AMES, Iowa -- Ground cover may be one workable method to reduce the effects of erosion that future biomass harvests are predicted to bring.
Iowa State University researchers are looking at ways to use ground cover, a living grass planted between the rows of corn, in production farming.
Currently, living mulch negatively impacts yield. The corn on the left is not competing with ground cover. The corn on the right, which has living mulch between the rows, must compete for water and nutrients. Once researchers find the right combination of corn and ground cover, they believe yields will not be impacted, and soil quality will be maintained. (Photo Credit: ISU courtesy photo)
The seemingly limitless national appetite for ethanol has industry and government looking beyond the kernel to the entire corn plant for more fuel.
But corn, the source of most of the United States' ethanol, is not limitless, so turning corn stalks and leaves into ethanol is the target of much research.
The U.S. Department of Agriculture projects that by the year 2030, about 20 percent of ethanol will be made by turning corn stalks and leaves, known as corn stover, into fuel. That projection assumes that 75 percent of this corn stover can be harvested for biofuels. Currently, stover is not used to make ethanol.
Farmers now leave corn stover on their corn fields to slow wind and water erosion and re-supply the soil with organic material to ensure future productivity.
"The issue is this," said Ken Moore, Iowa State University agronomy professor. "How do you harvest corn stover in a way that sustains the productivity of the environment for producing future corn?"
Just as important as the loss of soil through erosion is the loss of organic material that the removal of the stover would bring.

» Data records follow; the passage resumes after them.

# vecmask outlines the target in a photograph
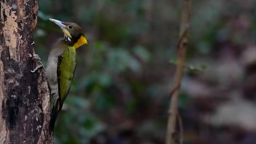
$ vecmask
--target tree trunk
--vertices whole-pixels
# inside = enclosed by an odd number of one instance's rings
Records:
[[[32,29],[38,1],[0,0],[0,143],[52,143],[50,93]]]

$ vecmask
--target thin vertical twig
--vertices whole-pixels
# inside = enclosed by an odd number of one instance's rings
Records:
[[[177,60],[173,81],[173,88],[170,93],[169,116],[166,137],[166,144],[174,143],[174,133],[177,117],[178,117],[178,104],[179,88],[183,77],[185,57],[188,45],[188,33],[190,27],[191,17],[190,0],[182,0],[182,12],[181,28],[177,48]],[[181,119],[179,121],[181,122]],[[181,125],[181,124],[180,124]],[[180,128],[180,129],[183,128]],[[180,130],[182,131],[183,130]],[[181,139],[183,141],[183,137]]]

On an average acre of Iowa farmland, there are roughly four tons of stover. Under the expectations laid out by the USDA, three of those tons would be removed and processed into ethanol. That organic matter that won't be returned to the soil to help future crops grow.

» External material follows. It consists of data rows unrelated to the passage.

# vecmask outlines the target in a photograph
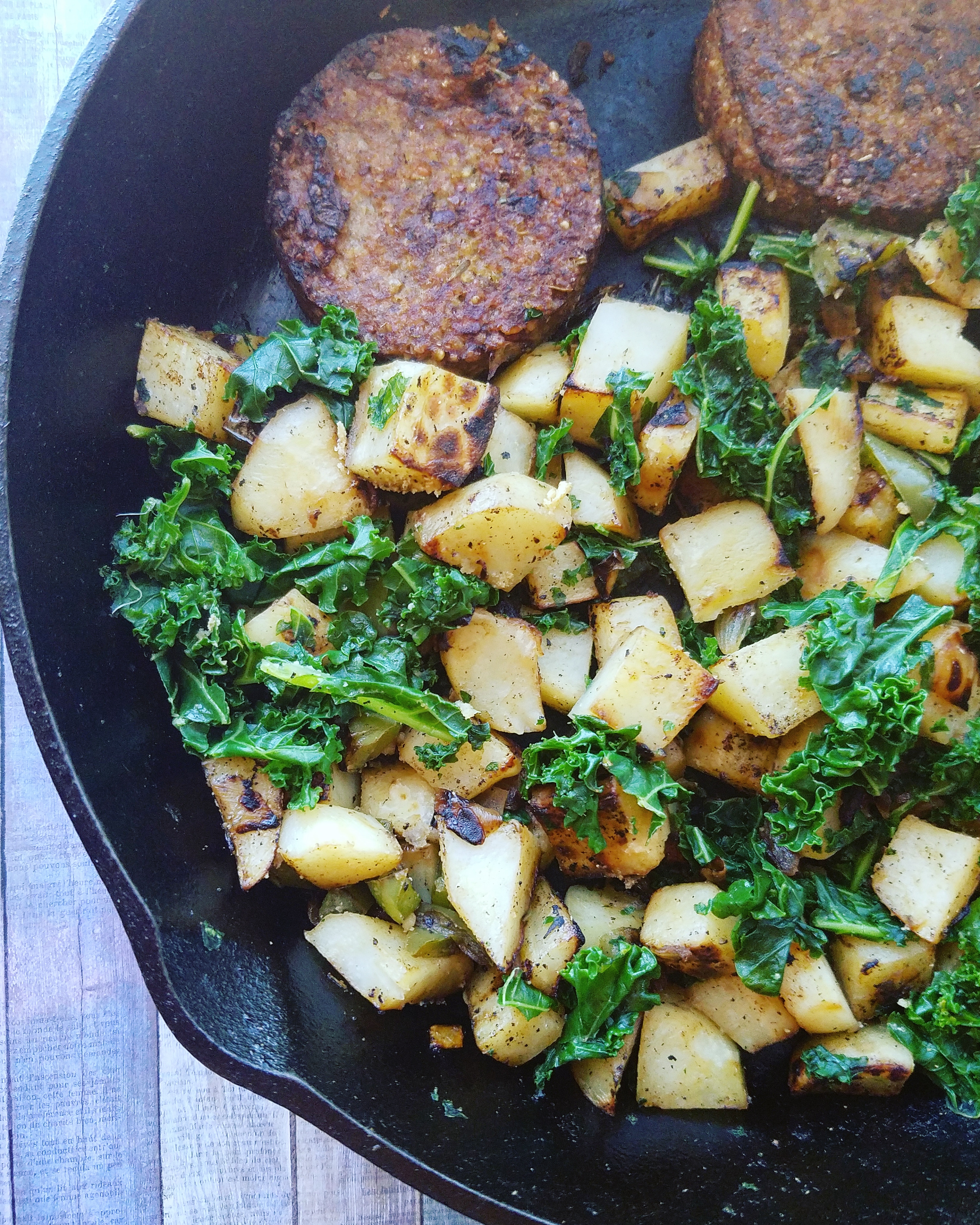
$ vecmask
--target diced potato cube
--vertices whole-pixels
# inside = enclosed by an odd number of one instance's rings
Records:
[[[838,527],[848,535],[887,549],[898,527],[898,497],[892,483],[873,468],[862,468]]]
[[[232,485],[235,527],[273,538],[341,535],[344,523],[376,506],[342,456],[343,439],[318,396],[281,408],[251,445]]]
[[[980,884],[980,838],[919,817],[900,822],[871,877],[878,899],[935,944]]]
[[[279,855],[321,889],[338,889],[385,876],[402,861],[398,839],[366,812],[317,804],[288,809],[279,831]]]
[[[500,736],[491,734],[479,748],[462,745],[456,752],[454,762],[447,762],[442,769],[429,769],[419,761],[415,750],[435,744],[439,741],[425,733],[409,730],[398,746],[398,756],[430,786],[456,791],[464,800],[472,800],[502,778],[513,778],[521,773],[521,755]]]
[[[541,633],[541,701],[567,714],[586,692],[592,665],[592,630],[562,633],[548,630]]]
[[[823,1046],[831,1055],[844,1058],[865,1060],[849,1083],[812,1077],[800,1058],[811,1046]],[[809,1038],[793,1052],[789,1066],[790,1093],[843,1093],[866,1094],[887,1098],[902,1091],[902,1085],[911,1076],[915,1063],[909,1051],[898,1039],[892,1038],[887,1025],[866,1025],[856,1034],[828,1034]]]
[[[538,871],[538,844],[519,821],[503,821],[473,844],[437,818],[446,892],[463,922],[500,970],[521,948],[522,919]]]
[[[834,936],[827,952],[858,1020],[891,1012],[903,996],[929,986],[936,956],[932,944],[911,935],[904,944]]]
[[[695,621],[762,599],[795,573],[766,512],[750,501],[677,519],[660,529],[660,544]]]
[[[872,383],[861,401],[865,426],[872,434],[935,454],[948,454],[957,445],[968,407],[962,391],[893,383]]]
[[[203,767],[235,856],[238,882],[251,889],[268,876],[276,860],[283,794],[250,757],[208,757]]]
[[[633,630],[572,707],[611,728],[639,724],[639,744],[657,752],[686,726],[718,682],[688,654],[647,626]]]
[[[370,915],[325,915],[306,940],[381,1012],[458,991],[473,963],[462,953],[414,957],[397,924]]]
[[[980,306],[980,279],[963,279],[959,238],[947,222],[930,222],[905,254],[933,294],[967,310]]]
[[[691,769],[761,795],[762,775],[773,771],[775,745],[762,736],[747,736],[706,706],[687,725],[684,753]]]
[[[136,410],[165,425],[192,425],[206,439],[223,442],[224,419],[234,408],[224,390],[239,364],[192,327],[148,318],[136,363]]]
[[[630,497],[641,510],[663,514],[684,462],[697,437],[701,414],[693,402],[671,391],[639,431],[639,481]]]
[[[636,1100],[660,1110],[746,1110],[739,1047],[693,1008],[657,1005],[643,1014]]]
[[[735,973],[735,951],[731,947],[734,919],[698,914],[697,907],[708,905],[722,891],[717,884],[696,881],[692,884],[665,884],[647,903],[641,941],[659,962],[675,970],[684,970],[693,979],[714,974]]]
[[[516,413],[499,408],[494,432],[486,443],[494,472],[519,472],[529,477],[537,450],[538,431],[534,426]]]
[[[543,731],[540,633],[519,617],[474,609],[468,625],[450,630],[440,652],[457,693],[496,731]]]
[[[572,359],[549,341],[494,376],[500,407],[534,425],[557,425],[559,404]]]
[[[502,473],[446,494],[405,522],[423,552],[508,592],[572,526],[564,486]]]
[[[379,426],[370,399],[396,376],[407,380],[405,390]],[[496,387],[439,366],[421,361],[375,366],[358,393],[347,467],[396,494],[457,489],[483,459],[499,402]]]
[[[285,595],[281,595],[278,600],[273,600],[261,612],[250,616],[245,622],[245,636],[260,647],[271,647],[273,642],[294,642],[295,636],[292,630],[279,630],[283,622],[287,626],[289,625],[290,609],[295,609],[296,612],[305,616],[314,627],[312,654],[320,655],[325,650],[330,650],[330,642],[327,639],[330,617],[325,612],[321,612],[316,604],[312,600],[307,600],[303,592],[296,590],[295,587],[292,592],[287,592]]]
[[[779,997],[807,1034],[843,1034],[861,1028],[827,957],[811,957],[799,944],[790,944]]]
[[[561,1038],[565,1013],[560,1008],[527,1018],[512,1005],[501,1005],[503,978],[496,970],[477,970],[463,998],[473,1022],[477,1047],[500,1063],[519,1067]]]
[[[834,528],[827,535],[804,532],[800,543],[800,568],[802,579],[800,594],[811,600],[832,587],[859,583],[870,592],[881,577],[888,550],[870,540],[858,540],[846,532]],[[893,595],[915,590],[930,577],[925,562],[913,557],[898,576]]]
[[[528,575],[528,590],[535,609],[582,604],[599,594],[582,546],[573,540],[566,540],[534,564]]]
[[[980,352],[960,332],[967,311],[938,298],[889,298],[875,321],[870,355],[893,379],[919,387],[980,391]]]
[[[409,846],[435,837],[435,790],[404,762],[370,766],[360,779],[360,807],[391,826]]]
[[[802,417],[816,398],[806,387],[786,392],[789,415]],[[844,517],[861,475],[864,434],[856,394],[835,391],[829,403],[800,421],[796,436],[810,472],[817,535],[826,535]]]
[[[633,630],[644,625],[676,650],[684,649],[674,610],[663,595],[624,595],[605,604],[593,604],[595,662],[601,665]]]
[[[660,306],[616,298],[599,303],[561,397],[561,415],[572,419],[576,442],[595,446],[592,431],[612,402],[606,379],[624,366],[648,372],[646,398],[660,403],[687,356],[688,320]]]
[[[778,263],[723,263],[714,288],[723,306],[741,316],[748,365],[758,379],[772,379],[786,360],[789,276]]]
[[[921,595],[929,604],[952,604],[956,608],[964,603],[967,594],[960,588],[959,579],[967,554],[956,537],[943,532],[942,535],[926,540],[915,556],[931,571],[931,576],[915,588],[916,595]]]
[[[636,506],[612,489],[605,469],[581,451],[570,451],[564,458],[565,479],[568,481],[568,492],[575,499],[572,523],[582,527],[598,524],[608,532],[619,532],[620,535],[636,540],[639,537]]]
[[[802,686],[805,649],[806,626],[796,626],[734,650],[709,669],[719,684],[708,704],[751,736],[784,735],[820,710]]]
[[[582,944],[582,932],[568,909],[543,876],[538,877],[530,905],[524,915],[524,940],[521,944],[521,971],[545,995],[555,995],[559,974]]]
[[[603,184],[609,228],[636,251],[677,222],[709,213],[728,187],[725,159],[710,136],[637,162]]]
[[[572,1076],[575,1083],[584,1093],[593,1106],[605,1111],[606,1115],[616,1114],[616,1095],[622,1084],[622,1074],[633,1047],[639,1038],[642,1017],[636,1018],[631,1033],[624,1039],[622,1046],[616,1055],[610,1055],[603,1060],[576,1060],[572,1063]]]
[[[610,953],[614,941],[635,944],[639,940],[643,899],[616,884],[604,884],[600,889],[572,884],[565,893],[565,905],[582,932],[582,948]]]
[[[779,996],[758,995],[737,974],[695,982],[687,989],[686,1002],[713,1020],[744,1051],[761,1051],[800,1029]]]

"We know that soil organic matter is critical," said Jeremy Singer of the USDA's National Soil Tilth Laboratory in Ames. "And removing that stover over time is going to decrease the amount of organic matter in the soil. That will lower productivity."
To combat the coming problem, researchers are looking into ways to lower soil erosion while retaining vital organic materials.
"This is a real educational moment," said Singer. "If farmers are going to harvest stover, they have to replace the carbon in the soil."
One promising solution is the idea of planting a ground cover grass between the rows of corn that remains year-round. This grass would not be harvested.
This ground cover, or living mulch, will perform all the functions that corn stover currently does.
"Imagine," says Moore, "a large flat golf course where you've gone through with a tillage instrument and you've tilled-up every 15 inches. That's what it would look like in farmers' fields."
"The value you get for the production system is that you could harvest as much of the corn stover as you want without having any problems with conservation," said Moore.
"There is a lot of ecological sense to this."
The challenges that the researchers are studying include finding which types of grass will not compete with the corn, what type of corn will withstand the competition, and what sort of agronomic practices will work best.
"Corn is not a very competitive species particularly early in the season," said Kendall Lamkey, professor and chair of Iowa State University's agronomy department. "Corn doesn't like to be growing with anything else in the field."
But later in the growing season, corn can be a little more hospitable to having neighbors share its space.
By the time the corn plant is five inches tall, the kernel number on the corn plant is already determined. That is a measure of the plant's potential yield, said Lamkey.
Stress early in the growing season can affect yield greatly, he said.
While this research has just begun, Moore says that this idea is not new.
"Nature does this all the time," he said. "You see prairies that have these complementary mixtures of multiple species that grow and share space. In a way we are sort of simulating the grassland systems that were originally here, but in very simple way."
The grass between the rows will also have other advantages in addition to the ecological benefits.
Grasses will help keep weeds down. This will reduce the need for herbicides. Also, grasses, combined with some types of fungi, will help reduce the number of insects that require farmers to spray, said Moore.
These ground cover grasses can also be selected for any number of traits, just like corn can be, said Moore.
"We are trying to identify the right system of herbicide, strip tillage, and species combination that minimizes competition with corn and maximizes benefits," said Singer.
The one obstacle that researchers must overcome is the effect on corn yield.
In the current stages of the research, corn yield suffers because of the competition from the ground cover grasses, said Moore.
"Our goal is produce a ground cover that will not interfere or compete with corn production in any way," he said.
Once that problem is solved, the researchers say that using living mulch as ground cover will be an ecologically sound method of keeping a nutrient-rich soil while harvesting stover in the amounts that the USDA predicts.
"I think by the end of the project in two or three more years, I am optimistic that we'll be able to identify the one or two species of grass that we really need to work with for the living mulch," said Lamkey.
"I am also fairly optimistic that we'll be able to identify inbred corn lines that do well in these systems," he said.
That day may not be too far into the future, according to Moore.
"I can envision a day," said Moore, "when smart seed companies are co-developing these packages where they sell ground cover seed and corn hybrids that work in association."